My Mother and Step-Father were certainly not Geeks; a stay at home Mom and an Auto Mechanic. My Step Sisters - nope. My Step Brother - career criminal and redneck, about as far from Geek as you can get. Early on in school I remember associating with all kinds of kids and having friends across the spectrum, but as we got older and developed socially my friends seemed to be more and more like me. I started in the school band in 5th grade. Everyone was either required to take band, choir, music theory, or wood shop, so I was forced into band, but I stuck with it through high school (and loved it, by the way). Did the Geekiness of my band mates rub off on me or was I inclined to remain? I could have quit after 5th grade. Most did. I stayed because I liked it. I didn't have friends that just happened to play D&D, I had friends that were friends BECAUSE they played D&D. As I stated in my last post, I certainly wasn't exposed to the latest and greatest in technology growing up, so that exposure certainly wasn't a positive in the nurture column. My strange adept ability with all things audio and video? I certainly didn't grow up in a TV repair shop.
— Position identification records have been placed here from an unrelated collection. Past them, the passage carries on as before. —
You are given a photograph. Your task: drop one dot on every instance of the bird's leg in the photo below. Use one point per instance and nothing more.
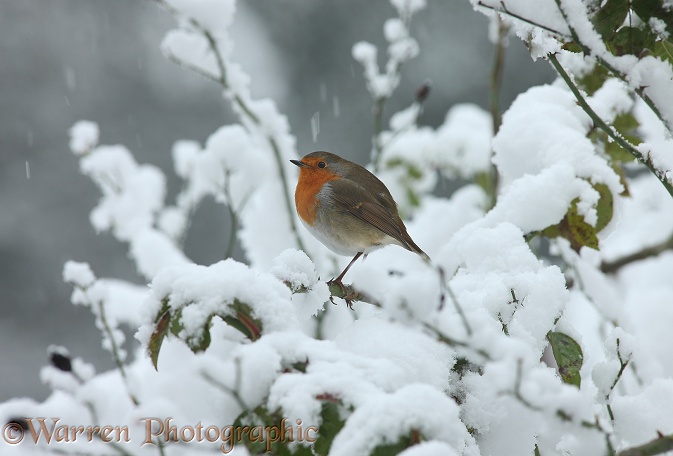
(341, 276)
(337, 281)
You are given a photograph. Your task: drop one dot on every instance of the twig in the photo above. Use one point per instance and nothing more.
(562, 415)
(244, 111)
(444, 285)
(495, 85)
(622, 367)
(588, 51)
(507, 12)
(114, 349)
(349, 294)
(606, 128)
(660, 445)
(609, 267)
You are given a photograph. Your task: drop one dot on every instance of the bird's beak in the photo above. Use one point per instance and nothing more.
(299, 163)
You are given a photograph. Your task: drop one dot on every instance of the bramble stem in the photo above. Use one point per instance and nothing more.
(600, 123)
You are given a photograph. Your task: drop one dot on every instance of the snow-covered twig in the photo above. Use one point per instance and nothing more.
(609, 267)
(241, 107)
(602, 61)
(623, 364)
(660, 445)
(381, 85)
(610, 131)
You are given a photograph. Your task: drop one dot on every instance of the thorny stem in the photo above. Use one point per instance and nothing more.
(495, 86)
(600, 123)
(244, 111)
(233, 215)
(444, 285)
(614, 266)
(562, 415)
(455, 342)
(503, 10)
(585, 49)
(497, 71)
(622, 367)
(115, 351)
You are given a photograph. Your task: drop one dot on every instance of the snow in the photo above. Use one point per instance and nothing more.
(408, 7)
(415, 407)
(454, 352)
(462, 144)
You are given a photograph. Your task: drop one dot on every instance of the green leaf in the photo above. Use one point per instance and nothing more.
(619, 169)
(631, 40)
(573, 228)
(610, 17)
(647, 9)
(604, 207)
(593, 81)
(582, 233)
(330, 427)
(157, 337)
(568, 356)
(664, 50)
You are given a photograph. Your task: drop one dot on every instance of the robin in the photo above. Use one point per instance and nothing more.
(347, 208)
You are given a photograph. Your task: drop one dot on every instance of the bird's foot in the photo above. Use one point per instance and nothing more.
(345, 292)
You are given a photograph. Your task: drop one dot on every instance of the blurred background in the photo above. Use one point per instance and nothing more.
(66, 60)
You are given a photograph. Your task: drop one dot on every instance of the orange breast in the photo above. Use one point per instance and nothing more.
(310, 183)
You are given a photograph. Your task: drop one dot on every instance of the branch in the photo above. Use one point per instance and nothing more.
(349, 294)
(622, 367)
(114, 349)
(245, 112)
(600, 123)
(507, 12)
(588, 51)
(444, 286)
(609, 267)
(495, 86)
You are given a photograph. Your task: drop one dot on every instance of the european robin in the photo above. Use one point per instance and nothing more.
(347, 208)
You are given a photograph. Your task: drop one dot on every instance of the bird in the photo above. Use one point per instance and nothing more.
(348, 209)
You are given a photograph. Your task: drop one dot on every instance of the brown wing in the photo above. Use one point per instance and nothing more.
(352, 198)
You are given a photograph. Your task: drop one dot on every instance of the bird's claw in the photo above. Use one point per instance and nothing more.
(347, 294)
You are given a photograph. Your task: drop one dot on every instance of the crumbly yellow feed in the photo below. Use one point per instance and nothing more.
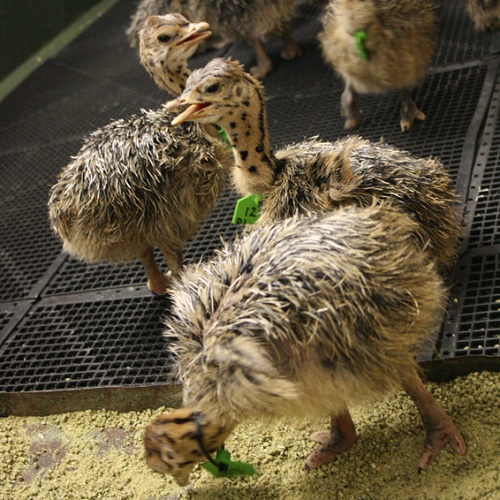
(99, 454)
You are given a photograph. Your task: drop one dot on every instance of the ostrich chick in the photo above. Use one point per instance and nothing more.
(251, 21)
(377, 46)
(302, 318)
(138, 182)
(315, 176)
(484, 13)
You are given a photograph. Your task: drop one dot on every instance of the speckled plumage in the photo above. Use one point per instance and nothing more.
(138, 182)
(400, 37)
(484, 13)
(132, 185)
(300, 318)
(315, 176)
(251, 21)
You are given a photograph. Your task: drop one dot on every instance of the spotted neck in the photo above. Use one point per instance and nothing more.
(169, 74)
(246, 126)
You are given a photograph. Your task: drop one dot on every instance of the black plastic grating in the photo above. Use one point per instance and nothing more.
(28, 248)
(458, 40)
(448, 98)
(86, 344)
(477, 300)
(485, 188)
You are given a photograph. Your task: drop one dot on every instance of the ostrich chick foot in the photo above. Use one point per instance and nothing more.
(440, 429)
(340, 437)
(158, 283)
(440, 432)
(349, 107)
(409, 112)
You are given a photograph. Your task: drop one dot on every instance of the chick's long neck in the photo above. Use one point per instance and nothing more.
(255, 164)
(170, 74)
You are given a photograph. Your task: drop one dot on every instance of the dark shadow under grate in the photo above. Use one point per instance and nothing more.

The more I think about it, the more I am coming to realise that I was predisposed to be a Geek. This may not be you, but in my case, it has got to be genetic. I won't be shocked if 20 years from now scientists, very geeky scientists, somewhere discover the "Geek" gene in our DNA.

So ask yourself, what brought you to this point? Was it nature, or was it nurture? Do you believe, as I do, that geekiness can be inherent and that you are predisposed at birth, or do you see social factors that influence you into this life, this calling, this existence some may know as Geek.

My fate, it seems, was sealed at birth.

Thank you Mom and Dad. I wouldn't have it any other way.